Data source: Dollar Tree. Chart by author. All dollar amounts are in millions.

Here is perhaps the most relevant comparison of each network's gross margin and operating margin rates.

Data source: Dollar Tree. Chart by author.

For perspective, Dollar General's gross margin rates are typically in the order of 31%, while its net operating margins hover around 9%.

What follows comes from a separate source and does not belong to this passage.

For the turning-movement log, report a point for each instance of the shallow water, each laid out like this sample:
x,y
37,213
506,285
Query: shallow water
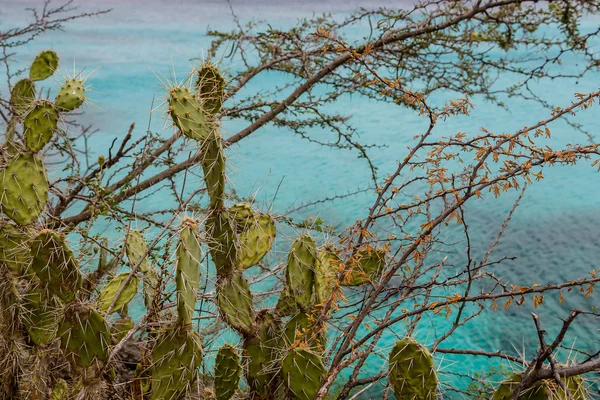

There's an explanation for the strikingly different results produced by Dollar Tree and Family Dollar: the different merchandise mixes sold by the two business segments. About half of Dollar Tree's revenue comes from the sale of consumable goods, such as food, while the other half is driven by the sale of various non-consumable goods. However, about three-quarters of Family Dollar's revenue comes from sales of supplies, where profit margins tend to be thin. The remainder is evenly divided between housewares, clothing, seasonal items, and electronics. These categories tend to be more profitable than food and other regularly consumed items. Family Dollar doesn't sell much of these other merchandise.

Worth a look, but not worth the risk of buying

The question remains: Can Dreiling actually do something about Family Dollar's sales mix that will prevent its already thin margins from plummeting even further? Probably not anytime soon.

To the company's credit, it at least acknowledges the problem. During a third-quarter earnings call in November, CFO Jeff Davis said, "Family Dollar's gross margin declined 100 basis points, primarily due to a shift in product mix and cost inflation."

He continued, however, "We expect to see continued pressure in both segments related to the inflationary cost environment and merchandise mix, as our supply sales are expected to continue to exceed discretionary sales." Neither Davis nor Witynski articulated a specific plan to combat the pressured margins, beyond saying they expect to sell relatively more non-consumable products in the future.

And given the current circumstances, even Dreiling may not have an immediate answer, despite decades of retail experience. As Davis also noted on the call, "The economy continues to put pressure on low- and moderate-income customers, resulting in need-based purchases [of consumables] rather than higher-margin discretionary products."

Bottom line? While investors should give Dollar Tree's new CEO, Rick Dreiling, the benefit of the doubt, that doesn't necessarily mean they should still buy the stock. He'll have to prove he can do what he hasn't yet, which is altering the mix of what Family Dollar regularly sells. Until then, investors looking for a value-oriented retailer with the right mix of products at the right price, sold using the right business model, will want to stick with Dollar General.

James Brumley holds no position in any of the stocks mentioned. The Motley Fool has no position in any of the securities mentioned. The Motley Fool has a disclosure policy.